- Protecting Passwords
- Registration
- Logging In
- Logging Out
- Managing Passwords
- Improving the Security
Managing Passwords
The site will have two pages for managing user passwords. One will be used to recover a forgotten password, and the other will change an existing password. Both pages are simple forms, but whereas users wouldn’t be logged in when recovering a forgotten password, they must be logged in to change their password.
Recovering Passwords
Because the user passwords aren’t being stored in an encrypted format, they can’t be decrypted and recovered. When users forget or lose their password, an option is to create a new password and send it to them in an email. The form to start this process is simple: it just takes an email address (Figure 4.11).

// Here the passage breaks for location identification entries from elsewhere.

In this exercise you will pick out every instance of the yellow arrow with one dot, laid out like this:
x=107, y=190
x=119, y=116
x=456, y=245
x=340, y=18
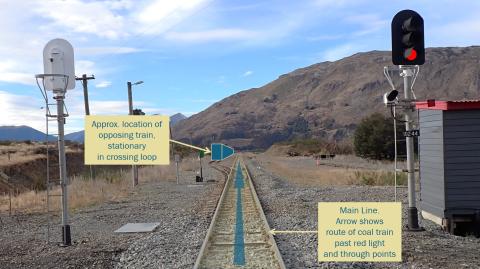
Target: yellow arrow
x=206, y=149
x=274, y=232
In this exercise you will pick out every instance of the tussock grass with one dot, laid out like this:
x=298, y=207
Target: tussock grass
x=377, y=178
x=109, y=185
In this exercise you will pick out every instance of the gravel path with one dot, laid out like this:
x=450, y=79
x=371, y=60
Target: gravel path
x=291, y=207
x=184, y=212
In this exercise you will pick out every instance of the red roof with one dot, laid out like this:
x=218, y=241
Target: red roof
x=448, y=105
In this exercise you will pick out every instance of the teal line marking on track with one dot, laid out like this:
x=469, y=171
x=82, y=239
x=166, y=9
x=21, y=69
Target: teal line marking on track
x=239, y=250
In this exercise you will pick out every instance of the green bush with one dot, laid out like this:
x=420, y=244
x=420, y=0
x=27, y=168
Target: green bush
x=378, y=178
x=374, y=138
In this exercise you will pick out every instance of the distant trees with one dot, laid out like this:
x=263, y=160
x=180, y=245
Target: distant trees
x=374, y=138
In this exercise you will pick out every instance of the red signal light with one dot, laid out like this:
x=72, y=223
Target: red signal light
x=411, y=54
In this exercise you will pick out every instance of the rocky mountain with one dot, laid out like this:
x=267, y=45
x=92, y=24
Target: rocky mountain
x=328, y=99
x=22, y=133
x=176, y=118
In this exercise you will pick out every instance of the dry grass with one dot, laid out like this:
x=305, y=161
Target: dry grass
x=19, y=152
x=109, y=185
x=343, y=170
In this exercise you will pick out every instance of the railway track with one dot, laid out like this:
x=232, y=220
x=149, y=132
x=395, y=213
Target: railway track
x=238, y=236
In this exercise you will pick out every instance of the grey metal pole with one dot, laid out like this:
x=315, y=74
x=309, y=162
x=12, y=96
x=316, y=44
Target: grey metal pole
x=130, y=102
x=84, y=80
x=130, y=112
x=407, y=74
x=176, y=166
x=67, y=241
x=396, y=150
x=85, y=94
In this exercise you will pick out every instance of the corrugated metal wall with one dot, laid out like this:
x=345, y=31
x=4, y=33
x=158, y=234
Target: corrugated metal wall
x=432, y=162
x=462, y=160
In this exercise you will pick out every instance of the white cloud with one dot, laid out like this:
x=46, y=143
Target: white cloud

I will say in advance that there are two arguments against using this approach. I’ll discuss those at the end of the sequence. In Chapter 12, you’ll see an alternative approach that doesn’t involve emailing passwords.
- Create a new PHP script in your text editor or IDE to be named forgot_password.php and stored in the web root directory.
Include the standard stuff:
<?php require('./includes/config.inc.php'); require(MYSQL); $page_title = 'Forgot Your Password?'; include('./includes/header.html');
Create an array for storing errors:
$pass_errors = array();
Validate the email address:
if ($_SERVER['REQUEST_METHOD'] === 'POST') { if (filter_var($_POST['email'], FILTER_VALIDATE_EMAIL)) { $q = 'SELECT id FROM users WHERE email="'. escape_data($_POST['email'], $dbc) . '"'; $r = mysqli_query($dbc, $q); if (mysqli_num_rows($r) === 1) { list($uid) = mysqli_fetch_array($r, MYSQLI_NUM); } else { $pass_errors['email'] = 'The submitted email address does not match those on file!'; }
If the page is accessed via a POST request, then the form has been submitted. In that case, the first thing the script should do is validate that a proper email address was provided. This is a two-step process. First, the filter_var() function confirms that the submitted value adheres to the email syntax. Then a query specifically confirms that this email address exists in the database. If it does, the user ID value is retrieved. If the email address doesn’t exist in the database, an error message is assigned to the array.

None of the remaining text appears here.